Butterfly

Butterfly Network Attention (bna) is a training-free sparse-attention runtime for long-context inference. It is aimed at engineers who want measurable speed or memory wins without retraining the model.

What this repo contains

A PyTorch package, bna, for sparse-attention research and integration work
CUDA and MLX benchmark scripts for Qwen, GLM, GPT-2, and related paths
Measured benchmark artifacts under benchmarks/, results/, and notes/
Older docs and scripts that still use the legacy names Wayfinder and HCSA

Public naming note: Butterfly / BNA is the current public project name. Wayfinder / HCSA are legacy names still present in deeper docs, scripts, benchmark artifact paths, and archived research material.

Status

Tier	What to trust	Evidence
Validated	GLM-4.7-Flash-4bit on MLX at the public stable profile	docs/FIRST_RELEASE.md
Experimental	Qwen 3.5 CUDA block-sparse path and long-context scaling work	`scripts/bench_qwen35_cuda_wayfinder.py`, `benchmarks/cuda/qwen35_wayfinder/`
Experimental	Qwen 3.5 MLX / Apple Silicon path	`scripts/bench_qwen_consumer_mlx.py`, docs/QWEN35_4B_MLX_BENCHMARK_REPORT.md, `results/benchmarks/`
Research / archive	Older Wayfinder/HCSA docs, prompts, and exploratory runs	`docs/`, `notes/`, `archive/`

If you are new to the project, start from the validated GLM path first. The Qwen work is promising, but it should still be read as active engineering rather than a locked public release.

How it works

Dense causal attention does O(T^2) work per layer. Butterfly replaces that with a bounded sparse pattern over fixed-size token blocks.

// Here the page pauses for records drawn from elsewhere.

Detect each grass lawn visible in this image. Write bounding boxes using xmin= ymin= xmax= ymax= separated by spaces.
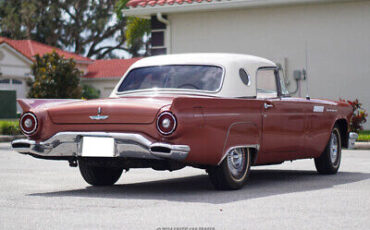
xmin=357 ymin=130 xmax=370 ymax=141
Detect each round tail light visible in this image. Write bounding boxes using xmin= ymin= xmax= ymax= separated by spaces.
xmin=157 ymin=112 xmax=177 ymax=135
xmin=19 ymin=113 xmax=38 ymax=135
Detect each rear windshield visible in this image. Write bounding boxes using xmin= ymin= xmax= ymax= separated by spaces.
xmin=118 ymin=65 xmax=223 ymax=92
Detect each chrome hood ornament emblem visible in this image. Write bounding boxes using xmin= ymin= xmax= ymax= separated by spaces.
xmin=90 ymin=106 xmax=109 ymax=120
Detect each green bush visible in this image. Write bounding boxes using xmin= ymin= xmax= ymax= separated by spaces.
xmin=82 ymin=85 xmax=100 ymax=99
xmin=0 ymin=121 xmax=22 ymax=135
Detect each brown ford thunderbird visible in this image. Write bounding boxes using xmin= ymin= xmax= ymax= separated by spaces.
xmin=12 ymin=54 xmax=356 ymax=189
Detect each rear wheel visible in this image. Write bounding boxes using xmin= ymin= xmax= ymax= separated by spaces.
xmin=315 ymin=126 xmax=342 ymax=174
xmin=207 ymin=148 xmax=251 ymax=190
xmin=78 ymin=160 xmax=123 ymax=186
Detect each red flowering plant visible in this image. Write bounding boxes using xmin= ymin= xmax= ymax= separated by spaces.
xmin=340 ymin=99 xmax=368 ymax=133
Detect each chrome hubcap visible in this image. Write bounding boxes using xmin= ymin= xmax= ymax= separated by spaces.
xmin=227 ymin=149 xmax=246 ymax=179
xmin=330 ymin=133 xmax=338 ymax=164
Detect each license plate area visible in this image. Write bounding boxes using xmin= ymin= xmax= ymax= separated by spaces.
xmin=81 ymin=137 xmax=114 ymax=157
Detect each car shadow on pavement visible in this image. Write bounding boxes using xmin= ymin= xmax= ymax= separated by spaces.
xmin=29 ymin=170 xmax=370 ymax=204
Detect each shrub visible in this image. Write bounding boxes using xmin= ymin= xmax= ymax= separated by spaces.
xmin=340 ymin=99 xmax=368 ymax=133
xmin=0 ymin=121 xmax=22 ymax=135
xmin=82 ymin=85 xmax=100 ymax=99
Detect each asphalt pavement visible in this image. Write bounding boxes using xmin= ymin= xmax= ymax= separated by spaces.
xmin=0 ymin=143 xmax=370 ymax=230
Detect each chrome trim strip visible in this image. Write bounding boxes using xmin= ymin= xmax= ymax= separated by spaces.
xmin=217 ymin=144 xmax=260 ymax=165
xmin=12 ymin=132 xmax=190 ymax=161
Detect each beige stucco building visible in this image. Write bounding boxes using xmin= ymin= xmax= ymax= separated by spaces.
xmin=123 ymin=0 xmax=370 ymax=128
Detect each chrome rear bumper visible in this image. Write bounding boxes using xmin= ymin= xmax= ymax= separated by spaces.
xmin=12 ymin=132 xmax=190 ymax=161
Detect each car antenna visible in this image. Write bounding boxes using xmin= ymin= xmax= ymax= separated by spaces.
xmin=302 ymin=40 xmax=311 ymax=100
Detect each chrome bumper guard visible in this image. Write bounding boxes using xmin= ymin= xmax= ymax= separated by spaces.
xmin=12 ymin=132 xmax=190 ymax=161
xmin=348 ymin=132 xmax=358 ymax=149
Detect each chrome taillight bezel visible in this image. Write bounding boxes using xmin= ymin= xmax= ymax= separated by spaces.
xmin=19 ymin=112 xmax=38 ymax=136
xmin=157 ymin=111 xmax=177 ymax=135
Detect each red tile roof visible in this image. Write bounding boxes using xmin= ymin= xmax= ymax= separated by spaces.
xmin=83 ymin=58 xmax=141 ymax=79
xmin=0 ymin=37 xmax=93 ymax=62
xmin=126 ymin=0 xmax=212 ymax=8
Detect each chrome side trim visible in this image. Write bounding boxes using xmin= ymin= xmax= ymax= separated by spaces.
xmin=348 ymin=132 xmax=358 ymax=149
xmin=12 ymin=132 xmax=190 ymax=161
xmin=217 ymin=144 xmax=260 ymax=165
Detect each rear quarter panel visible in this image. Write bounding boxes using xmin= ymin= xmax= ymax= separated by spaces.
xmin=169 ymin=98 xmax=262 ymax=165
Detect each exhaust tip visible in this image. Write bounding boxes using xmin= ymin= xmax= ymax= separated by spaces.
xmin=150 ymin=146 xmax=171 ymax=153
xmin=12 ymin=143 xmax=31 ymax=149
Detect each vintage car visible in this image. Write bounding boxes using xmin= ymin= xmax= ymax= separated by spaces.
xmin=12 ymin=53 xmax=356 ymax=189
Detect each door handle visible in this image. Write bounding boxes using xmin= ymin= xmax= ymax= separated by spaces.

At a high level, each block attends to:

its local neighborhood
a small number of deterministic long-range partners
optional global or anchor-style connections, depending on the backend

The exact sparse pattern differs across code paths. Older Wayfinder/HCSA integrations describe this as window + cycle + landmarks; the current Butterfly README uses the simpler butterfly-partner framing. In both cases the goal is the same: keep attention neighborhoods explicit, bounded, and cheap enough to help at long context.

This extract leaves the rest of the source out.